3.2 Bouwregels
3.2.1 Hoofdgebouwen
Voor het bouwen van hoofdgebouwen gelden de volgende bepalingen:
-
a. hoofdgebouwen mogen uitsluitend binnen het bouwvlak worden gebouwd;
-
b. voor het bouwen van hoofdgebouwen, geen patiowoningen zijnde, gelden de volgende regels:
-
1. de diepte van een hoofdgebouw, inclusief aan- en uitbouwen en aangebouwde bijgebouwen, bedraagt maximaal 15 m;
-
2. de breedte van een hoofdgebouw, inclusief aan- en uitbouwen en aangebouwde bijgebouwen, bedraagt maximaal 15 m;
-
3. de goothoogte bedraagt maximaal 7 m;
-
4. bij het bepalen van de goothoogte dient minimaal ¾ van de totale gootlengte te voldoen aan de goothoogte;
-
5. de bouwhoogte bedraagt maximaal 11 m;
-
6. de afstand van een hoofdgebouw tot de bestemming Verkeer - Verblijfsgebied mag niet minder bedragen dan 2 m;
-
c. voor het bouwen van patiowoningen gelden de volgende bepalingen:
-
1. de diepte van een patiowoning bedraagt maximaal 20 m;
-
2. de breedte van een patiowoning bedraagt maximaal 15 m;
-
3. de bouwhoogte bedraagt maximaal 3,3 m, met dien verstande dat een dakopbouw van maximaal 50 m² tot een bouwhoogte van 7 m is toegestaan;
-
4. de oppervlakte van de patio bedraagt minimaal 25 m²;
-
d. voor woningen mogen per woning niet minder dan 2,0 parkeerplaatsen worden gerealiseerd op eigen terrein, met dien verstande dat parkeerplaatsen afzonderlijk bereikbaar dienen te zijn.
3.2.2 Aan- en uitbouwen en bijgebouwen
Voor het bouwen van aan- en uitbouwen en bijgebouwen gelden de volgende bepalingen:
-
a. aan- en uitbouwen en bijgebouwen mogen zowel binnen als buiten het bouwvlak worden gebouwd;
-
b. de gezamenlijke oppervlakte van aan- en uitbouwen en bijgebouwen, voor zover gesitueerd buiten het bepaalde in lid 3.2.1 onder b en c bedoelde vlak, mag niet meer bedragen dan 60 m²;
-
c. voor zover de oppervlakte van de strook grond achter de achtergevelrooilijn van het hoofdgebouw en het verlengde daarvan meer bedraagt dan 300 m² mag de onder b geregelde gezamenlijke oppervlakte worden vermeerderd met 10% van deze overmaat tot in totaal maximaal 150 m²;
-
d. de gronden gelegen achter de achtergevelrooilijn van het hoofdgebouw en het verlengde daarvan mogen voor maximaal 50% worden bebouwd;
-
e. bij vrijstaande hoofdgebouwen dient één der zijstroken over een breedte van 2 m vrij van aan- en uitbouwen en bijgebouwen te blijven tot de lijn evenwijdig aan en op een afstand van 25 m achter de voorgevellijn;
-
f. de goothoogte mag niet meer bedragen dan 3,5 m;
-
g. de bouwhoogte mag niet meer bedragen dan 6 m.

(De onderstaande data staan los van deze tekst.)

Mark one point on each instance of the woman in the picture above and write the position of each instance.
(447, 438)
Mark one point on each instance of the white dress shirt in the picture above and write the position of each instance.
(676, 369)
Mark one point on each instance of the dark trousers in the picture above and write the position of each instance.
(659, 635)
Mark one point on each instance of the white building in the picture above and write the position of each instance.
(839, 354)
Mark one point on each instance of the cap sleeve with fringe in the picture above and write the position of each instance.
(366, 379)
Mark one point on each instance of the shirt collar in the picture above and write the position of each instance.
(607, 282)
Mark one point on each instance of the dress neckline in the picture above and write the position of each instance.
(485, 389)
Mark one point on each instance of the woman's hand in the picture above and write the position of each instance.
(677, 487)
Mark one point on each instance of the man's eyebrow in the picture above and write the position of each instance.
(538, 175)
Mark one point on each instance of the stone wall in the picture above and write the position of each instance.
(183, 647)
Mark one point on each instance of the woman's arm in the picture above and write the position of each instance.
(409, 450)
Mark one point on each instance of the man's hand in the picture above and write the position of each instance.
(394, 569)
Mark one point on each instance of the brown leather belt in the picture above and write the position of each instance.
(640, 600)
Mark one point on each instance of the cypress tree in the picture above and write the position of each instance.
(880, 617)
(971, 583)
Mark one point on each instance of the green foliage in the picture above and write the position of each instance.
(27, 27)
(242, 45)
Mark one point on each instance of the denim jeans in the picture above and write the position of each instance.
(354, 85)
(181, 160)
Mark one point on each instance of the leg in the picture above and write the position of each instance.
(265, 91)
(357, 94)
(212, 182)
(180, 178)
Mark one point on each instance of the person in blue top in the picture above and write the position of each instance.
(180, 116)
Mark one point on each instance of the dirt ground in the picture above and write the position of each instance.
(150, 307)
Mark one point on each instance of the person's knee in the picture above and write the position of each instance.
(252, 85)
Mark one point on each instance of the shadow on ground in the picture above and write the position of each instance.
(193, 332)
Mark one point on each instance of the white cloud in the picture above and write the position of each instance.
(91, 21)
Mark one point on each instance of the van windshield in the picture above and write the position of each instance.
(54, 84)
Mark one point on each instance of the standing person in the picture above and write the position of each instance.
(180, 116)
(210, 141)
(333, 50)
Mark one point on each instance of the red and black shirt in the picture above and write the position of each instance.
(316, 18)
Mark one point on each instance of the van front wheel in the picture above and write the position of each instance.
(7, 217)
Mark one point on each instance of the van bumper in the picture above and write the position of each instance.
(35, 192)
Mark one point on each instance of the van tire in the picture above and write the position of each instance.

3.2.3 Bouwwerken, geen gebouwen zijnde
Voor het bouwen van bouwwerken, geen gebouwen zijnde gelden de volgende bepalingen:
-
a. bouwwerken, geen gebouwen zijnde mogen worden gebouwd binnen en buiten het bouwvak;
-
b. de gronden gelegen achter de achtergevelrooilijn van het hoofdgebouw en het verlengde daarvan mogen voor maximaal 50% worden bebouwd;
-
c. de bouwhoogte van erf- en terreinafscheidingen mag niet meer bedragen dan 2 m, met dien verstande dat de bouwhoogte voor erf- en terreinafscheidingen vóór de naar de weg gekeerde gevel niet meer mag bedragen dan 1 m;
-
d. met betrekking tot overkappingen gelden de volgende bepalingen:
-
1. de bebouwde oppervlakte aan overkappingen mag niet meer bedragen dan 30 m²;
-
2. de bouwhoogte van een overkapping mag niet meer bedragen dan 3 m;
-
e. de bouwhoogte van overige bouwwerken, geen gebouwen zijnde, mag niet meer bedragen dan 4 m.
3.2.4 Gebouwen ten behoeve van nutsvoorzieningen
Voor het bouwen van gebouwen ten behoeve van nutsvoorzieningen gelden de volgende bepalingen:
-
a. de oppervlakte mag niet meer bedragen dan 20 m²;
-
b. de bouwhoogte mag niet meer bedragen dan 4 m.